Pas de château en cartes à jouer, mais bâtisse à meurtrières, farcie de fissures à la fois défensives et offensives, biffures protégées dans l’épaisseur d’un épais mur médiéval. En me souvenant abruptement d’une explication donnée à la cantonade, dans les hauteurs de la forteresse de Najac par un guide fatigué, j’ai très vite embrayé sur la fin des haricots. Sans doute une rengaine explicative de ce vieil harangueur tombé en faction, apparemment sans plaisir, devant une excavation dépourvue de couvercle, je l’ai vue entourée d’un gazon qui n’était pas d’époque. Crédulité touristique cependant, bien desservie par la suspension très provisoire de nos obligations professionnelles. Promenades au grand air, et décompte harcelant de nos congés d’été. Et bientôt pour moi, hallucinations persévérantes, grouillement très visuel de charrettes grinçantes et poussives, claquements de fouets, brassées de jurons harassés. Ici, jadis on colportait, on pourfendait, on châtiait. Tout ce qui me fait horreur définitivement. Avec des échauffourées, des embuscades en pagaille, on refoulait toute horde d’assaillants en mobilisant des armures cruelles, on écrasait, on humiliait, on pratiquait l’impôt du sang. On dominait toute une valetaille repeinte à la manière de Jérôme Bosch. Les uns, les autres et les suivants, étaient passés au fil du hachoir, du hâtoir, peut-être en alternance… La vie était si courte, qu’il fallait la pendre haut, et l’exhiber vaincue, bien en-dessous du rêve d’immortalité. On ne passait pas non plus sans le savoir et sans bruit cette fameuse arme à gauche. On remontait en tremblant les escaliers étroits et tournants des tourelles. Colimaçons pour droitiers avisés. Ceux d’en haut étaient avantagés… Architectures abruptes et fonctionnelles pour lilliputiens belliqueux. Les femmes étaient des urnes à fantassins, elles mouraient comme des mouches, le plus souvent en couches. On les engrossait le plus tôt possible et mécaniquement après les relevailles, sans ménagement jamais, entre deux batailles. Vie d’insectes nerveux et vite orphelins, personnages de cour des miracles dans le promenoir des superstitions et des religions à martyrs. Et à l’heure de leurs morts… Ainsi-le fallait-il … On allumait de grands candélabres… On chantait jusqu’au sommeil, quelques hymnes nauséeux à goût giclées d’encens.

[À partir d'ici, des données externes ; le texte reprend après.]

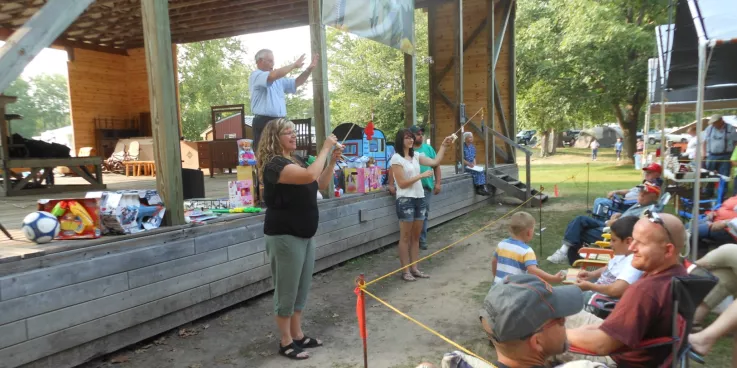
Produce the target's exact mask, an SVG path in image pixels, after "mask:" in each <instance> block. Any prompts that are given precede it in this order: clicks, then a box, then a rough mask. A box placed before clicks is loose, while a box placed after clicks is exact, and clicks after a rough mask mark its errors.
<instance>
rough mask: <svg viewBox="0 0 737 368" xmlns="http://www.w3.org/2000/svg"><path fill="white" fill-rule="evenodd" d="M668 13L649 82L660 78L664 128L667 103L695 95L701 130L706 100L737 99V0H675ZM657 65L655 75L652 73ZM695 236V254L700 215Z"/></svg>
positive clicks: (692, 253) (725, 101)
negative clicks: (698, 223) (733, 0)
mask: <svg viewBox="0 0 737 368" xmlns="http://www.w3.org/2000/svg"><path fill="white" fill-rule="evenodd" d="M673 15H674V16H673ZM669 18H670V19H673V20H674V23H672V24H671V22H668V23H669V24H667V25H665V26H660V27H657V28H656V31H655V32H656V39H657V43H658V54H659V55H658V60H657V62H655V63H653V62H652V61H651V62H650V71H651V72H650V76H649V79H648V87H649V88H651V91H655V90H656V89H655V87H656V84H657V83H660V84H661V88H660V92H661V98H660V102H662V101H663V100H665V103H660V105H659V108H660V109H659V110H660V112H661V123H662V125H663V128H664V125H665V116H664V115H665V113H666V109H665V107H666V105H667V104H668V103H669V102H676V101H677V99H679V98H680V99H682V100H681V105H682V107H683V108H685V105H686V104H687V103H688V102H689V101H695V104H693V105H692V106H693V107H694V108H695V110H696V127H697V131H701V130H702V129H703V121H702V117H703V115H704V108H705V107H706V108H715V107H711V106H709V105H705V101H706V100H707V99H711V101H712V102H717V104H716V105H712V106H724V107H725V108H727V107H731V106H730V102H729V100H735V99H737V94H734V92H736V91H737V68H735V67H734V66H735V65H737V2H736V1H733V0H675V1H674V2H671V6H670V8H669ZM653 64H655V65H653ZM653 69H654V70H655V72H656V73H657V75H653V72H652V71H653ZM730 91H731V92H730ZM669 93H670V95H669ZM694 93H695V95H696V96H695V97H696V98H695V99H694V98H693V97H694ZM650 97H651V101H653V102H655V96H654V95H652V94H651V95H650ZM669 97H672V98H673V100H670V99H669ZM719 101H721V102H719ZM720 104H721V105H720ZM673 106H678V104H676V105H673ZM651 108H652V107H651ZM651 108H649V109H648V110H647V113H648V114H647V115H648V116H647V119H646V122H645V124H646V126H647V125H648V124H649V115H650V112H651ZM716 108H718V107H716ZM686 111H688V110H686ZM696 137H697V145H696V154H695V156H696V160H695V164H696V167H701V154H700V152H699V151H700V149H701V134H697V135H696ZM700 181H701V175H696V180H695V183H694V184H695V185H694V197H693V199H694V203H699V199H700V198H699V197H700V190H699V189H700V185H699V184H700ZM698 217H699V206H694V209H693V218H694V219H698ZM691 242H692V243H691V244H692V247H691V253H692V257H693V258H694V259H695V258H696V250H697V245H698V221H697V220H694V221H692V222H691Z"/></svg>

Les dépeupleurs sont morts depuis longtemps croit-on, mais les parois granitiques des vieux cachots en conservent les gangues à grise mine. Avec leurs parois mouchetées de vieux lichens, les mortifères oubliettes restent insalubres et pourtant… visitables, bêtement innocentées par les rayons du soleil. Figées dans les mémoires comme des sosies de Musée Grévin ces odieuses concrétions amnésiques témoignent encore à charge. La bâtisse suinte ad libitum, le drame incompris de toutes les vies écourtées, elle pue l’historicité édulcorée par des étiquettes imprimées au pyrograveur sur du bois trop neuf. Ostentation d’un phénoménal effacement patrimonial, celui des cris, des dominations et des exactions par ferrailles interposées. « Nos malheurs ne durent pas longtemps dans la mémoire des autres » disait un jour autrement, le poète espagnol Claude Esteban. Lui était grand lecteur du Roi Lear et de ses pensées dures…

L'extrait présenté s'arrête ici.